We enjoyed many excellent speakers at a professional association meeting that I recently attended in Baltimore. One related a story about an insurance agent who sold a $14,000,000 case because he didn’t rush to judgment.
A successful businessman who attended his church came up to him at a social event and asked him to do a favor, “A guy just proposed a $3,000,000 permanent life insurance on me to protect the business that I own. How about running the numbers with your company and seeing if you can do any better?”
Rather than jumping at an opportunity to grab an easy case, the producer answered, “I would love to help you out but I can’t do what you’re asking.”
“What do you mean?” asked the incredulous business owner.
“Well, I have no idea if you need $3,000,000, $20,000.000 or none at all. Do you know what your business is worth?”
“Not really. I’m too busy running it every day and assumed that the agent figured that out.”
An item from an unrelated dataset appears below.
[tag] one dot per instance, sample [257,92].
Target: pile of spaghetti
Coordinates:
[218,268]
You can guess where this is all going.
Agent ‘Ethical Guy’ said there wasn’t enough information to make an informed decision of that magnitude and suggested that the business-owner get a third party valuation of his company.
Mr. Business Owner agreed.
When the unbiased appraisal came back with a valuation of $14,000,000–the proposal from agent ‘Lazy Guy’ got thrown into the shredder. Agent ‘Ethical Guy’ sold a huge case and performed an excellent service for his new client.
As a small-business owner selling a service or tangible product, you can learn much from the above story. When not in your shop you are a customer just like everyone else and I am willing to bet that you occasionally go into stores looking for something that you know very little about. In such a case, you are seeking a competent and honest salesperson to lead you in the right direction. You want to be properly informed about the positives and negatives before making a purchase.
The people who seek you out in your business are no different. Listen to their wants and needs. Take the time to properly inform them of important aspects of their desires. Then, and only then, make a recommendation based on your expertise.
You may be surprised by the whale you reel in rather than the small-mouth bass that was originally on the line.